Whether you are dealing with writing, or any other creative pursuits, athletic pursuits, academic or work pursuits, I think every person on earth is going to say at some point, “I could have done better," when looking at a piece of art or a book or performance.
Maybe.
Maybe you did already, maybe you could. Maybe you can’t. Maybe you won’t. That is briefly what I want to talk about today.
Someone writes a book, and they are reasonably praised, because writing a book is hard to do. They are published, you read it, and because you have been writing for a decade you can see the forest through the trees and the details on every leaf and say to yourself… “I can and have written better. Why am I not published?”
That is one perspective.
“I can write better than this! That means I can be published too,” is another one.

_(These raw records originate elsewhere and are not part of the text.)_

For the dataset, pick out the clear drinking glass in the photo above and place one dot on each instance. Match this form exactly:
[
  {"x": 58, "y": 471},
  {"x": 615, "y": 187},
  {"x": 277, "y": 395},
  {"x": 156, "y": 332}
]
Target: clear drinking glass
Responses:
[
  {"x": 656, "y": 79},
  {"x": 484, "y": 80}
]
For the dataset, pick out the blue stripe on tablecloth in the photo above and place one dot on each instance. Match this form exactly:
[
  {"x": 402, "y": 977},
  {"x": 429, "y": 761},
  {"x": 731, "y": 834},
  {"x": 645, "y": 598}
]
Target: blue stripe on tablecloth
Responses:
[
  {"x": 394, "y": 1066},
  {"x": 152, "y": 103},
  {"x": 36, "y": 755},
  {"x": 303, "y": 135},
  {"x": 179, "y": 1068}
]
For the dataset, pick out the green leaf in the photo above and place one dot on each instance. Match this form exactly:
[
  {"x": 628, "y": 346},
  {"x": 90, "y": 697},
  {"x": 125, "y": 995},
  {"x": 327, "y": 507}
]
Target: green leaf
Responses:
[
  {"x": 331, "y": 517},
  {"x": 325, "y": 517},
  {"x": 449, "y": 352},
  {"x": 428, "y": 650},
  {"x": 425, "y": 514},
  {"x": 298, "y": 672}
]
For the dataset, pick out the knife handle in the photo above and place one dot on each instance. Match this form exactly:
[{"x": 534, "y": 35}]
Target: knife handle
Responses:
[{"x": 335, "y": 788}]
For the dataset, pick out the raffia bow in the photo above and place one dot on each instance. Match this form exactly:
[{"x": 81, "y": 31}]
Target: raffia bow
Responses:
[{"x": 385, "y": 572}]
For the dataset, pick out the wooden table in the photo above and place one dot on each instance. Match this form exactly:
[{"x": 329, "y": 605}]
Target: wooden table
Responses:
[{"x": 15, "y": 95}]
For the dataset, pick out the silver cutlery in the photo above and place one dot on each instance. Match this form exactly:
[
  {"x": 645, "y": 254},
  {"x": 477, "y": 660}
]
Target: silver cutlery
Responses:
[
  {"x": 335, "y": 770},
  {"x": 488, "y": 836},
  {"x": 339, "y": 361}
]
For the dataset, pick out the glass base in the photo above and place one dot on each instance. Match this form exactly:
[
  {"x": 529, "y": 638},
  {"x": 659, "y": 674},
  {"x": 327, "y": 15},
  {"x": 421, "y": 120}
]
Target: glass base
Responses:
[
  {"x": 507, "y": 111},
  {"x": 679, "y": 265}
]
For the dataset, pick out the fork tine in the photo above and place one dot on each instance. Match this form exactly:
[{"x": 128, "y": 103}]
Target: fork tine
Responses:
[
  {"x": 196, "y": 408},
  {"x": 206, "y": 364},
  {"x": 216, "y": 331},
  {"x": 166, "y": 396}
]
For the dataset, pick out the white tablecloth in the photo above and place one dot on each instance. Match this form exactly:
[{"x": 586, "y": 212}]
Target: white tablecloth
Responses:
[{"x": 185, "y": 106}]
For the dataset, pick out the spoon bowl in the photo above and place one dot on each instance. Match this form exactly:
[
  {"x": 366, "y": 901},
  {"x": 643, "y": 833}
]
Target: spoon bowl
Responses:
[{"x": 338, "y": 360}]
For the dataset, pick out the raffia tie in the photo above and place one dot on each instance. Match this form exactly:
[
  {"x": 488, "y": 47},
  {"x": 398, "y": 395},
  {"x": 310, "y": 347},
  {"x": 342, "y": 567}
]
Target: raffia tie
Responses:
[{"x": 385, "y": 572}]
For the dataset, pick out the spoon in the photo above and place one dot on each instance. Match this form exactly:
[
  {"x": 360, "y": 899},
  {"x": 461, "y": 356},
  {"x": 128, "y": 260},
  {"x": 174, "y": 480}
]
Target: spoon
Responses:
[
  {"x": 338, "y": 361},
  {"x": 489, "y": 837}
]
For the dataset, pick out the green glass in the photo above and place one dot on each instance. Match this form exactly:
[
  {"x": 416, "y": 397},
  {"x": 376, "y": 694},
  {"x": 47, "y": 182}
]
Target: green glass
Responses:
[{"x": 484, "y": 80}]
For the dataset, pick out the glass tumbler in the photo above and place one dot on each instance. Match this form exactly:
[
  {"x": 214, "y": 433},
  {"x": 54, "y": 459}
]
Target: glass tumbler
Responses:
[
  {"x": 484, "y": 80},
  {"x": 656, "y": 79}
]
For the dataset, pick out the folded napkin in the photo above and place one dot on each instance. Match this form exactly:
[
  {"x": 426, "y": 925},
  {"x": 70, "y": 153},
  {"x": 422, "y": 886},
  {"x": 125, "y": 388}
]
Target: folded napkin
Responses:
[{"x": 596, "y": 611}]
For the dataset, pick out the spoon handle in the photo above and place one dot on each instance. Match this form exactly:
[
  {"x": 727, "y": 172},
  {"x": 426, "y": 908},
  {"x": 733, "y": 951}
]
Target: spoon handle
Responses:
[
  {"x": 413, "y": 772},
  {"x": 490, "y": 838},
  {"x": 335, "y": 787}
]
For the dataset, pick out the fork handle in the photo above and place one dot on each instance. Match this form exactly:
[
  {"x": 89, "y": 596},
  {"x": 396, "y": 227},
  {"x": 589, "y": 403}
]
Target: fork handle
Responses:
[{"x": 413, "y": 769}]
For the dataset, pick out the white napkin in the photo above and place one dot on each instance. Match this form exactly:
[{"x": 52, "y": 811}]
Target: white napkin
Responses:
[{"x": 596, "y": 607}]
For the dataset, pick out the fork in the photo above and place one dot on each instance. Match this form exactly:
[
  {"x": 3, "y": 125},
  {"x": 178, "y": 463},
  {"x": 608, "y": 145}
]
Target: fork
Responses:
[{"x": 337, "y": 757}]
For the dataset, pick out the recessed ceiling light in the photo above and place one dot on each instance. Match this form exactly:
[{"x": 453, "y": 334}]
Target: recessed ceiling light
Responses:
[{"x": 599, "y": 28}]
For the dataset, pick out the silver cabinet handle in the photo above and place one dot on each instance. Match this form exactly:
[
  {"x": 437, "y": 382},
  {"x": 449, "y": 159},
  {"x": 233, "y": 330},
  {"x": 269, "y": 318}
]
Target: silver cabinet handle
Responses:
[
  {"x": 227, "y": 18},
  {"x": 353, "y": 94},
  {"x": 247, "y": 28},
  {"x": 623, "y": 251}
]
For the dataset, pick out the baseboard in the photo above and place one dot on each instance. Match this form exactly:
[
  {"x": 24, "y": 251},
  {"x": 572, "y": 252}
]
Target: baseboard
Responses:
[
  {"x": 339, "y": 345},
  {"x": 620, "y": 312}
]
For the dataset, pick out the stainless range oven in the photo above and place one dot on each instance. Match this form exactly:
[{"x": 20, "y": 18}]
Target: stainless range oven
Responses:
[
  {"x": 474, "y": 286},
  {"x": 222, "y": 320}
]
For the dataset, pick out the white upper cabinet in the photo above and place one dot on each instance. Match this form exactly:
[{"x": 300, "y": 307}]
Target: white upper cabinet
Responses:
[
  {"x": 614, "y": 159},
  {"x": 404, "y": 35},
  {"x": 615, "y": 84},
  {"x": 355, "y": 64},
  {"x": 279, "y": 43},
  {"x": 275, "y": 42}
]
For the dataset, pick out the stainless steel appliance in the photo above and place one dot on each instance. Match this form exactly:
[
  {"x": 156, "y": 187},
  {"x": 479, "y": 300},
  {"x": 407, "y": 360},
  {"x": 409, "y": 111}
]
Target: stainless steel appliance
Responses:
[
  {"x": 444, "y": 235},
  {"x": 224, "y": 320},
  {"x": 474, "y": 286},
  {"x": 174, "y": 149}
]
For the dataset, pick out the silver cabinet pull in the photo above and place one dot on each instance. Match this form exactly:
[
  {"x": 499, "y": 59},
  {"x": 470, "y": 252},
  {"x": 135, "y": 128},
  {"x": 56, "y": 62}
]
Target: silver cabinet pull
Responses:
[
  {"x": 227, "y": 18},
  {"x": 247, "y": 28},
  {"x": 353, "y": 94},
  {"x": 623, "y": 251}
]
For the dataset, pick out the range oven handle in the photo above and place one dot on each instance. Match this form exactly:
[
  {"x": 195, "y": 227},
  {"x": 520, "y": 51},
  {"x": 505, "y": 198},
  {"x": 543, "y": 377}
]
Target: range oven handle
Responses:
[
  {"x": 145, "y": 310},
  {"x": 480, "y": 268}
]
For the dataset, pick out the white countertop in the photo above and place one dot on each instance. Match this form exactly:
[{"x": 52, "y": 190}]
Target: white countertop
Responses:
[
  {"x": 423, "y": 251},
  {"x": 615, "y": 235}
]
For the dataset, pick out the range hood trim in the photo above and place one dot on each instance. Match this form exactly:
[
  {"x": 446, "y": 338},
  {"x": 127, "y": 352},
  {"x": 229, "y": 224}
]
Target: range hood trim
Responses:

“J.K. Rowling is only so so…”
That is one perspective. Another is “J.K. Rowling brought a land of fantasy to the foreground and ignited reading in hundreds of thousands of kids who may not have picked up the genre otherwise.” She boosted the validity of the genre I write in. She made more readers for my future material.
It is very easy to fall into a trap of saying, with a frustrated huff, why bother, if they are going to publish crap! Or think you will never make it because nobody wants to listen to you, and you are stuck in a corner. I hear those voices too. The reality is that publishing, and MANY other industries are brutal, and the bulk of the praise and money and fame ALWAYS goes to a minority of people. That is the science of the Pareto principle. This is present in every system no matter how it is designed. Even random distribution trades over time.
Nobody is out to get you, almost ever. When we address the success of others we have a choice. Their success can be a road paver for something you want to do too. It can be a trailblazer to make the world a better place for things you also want to do, or you can be angry and talk in twenty years about the book you could have written, the race you could have run, the job you could have tried for or the chance you could have taken.
Don’t let anger be the enemy of trying.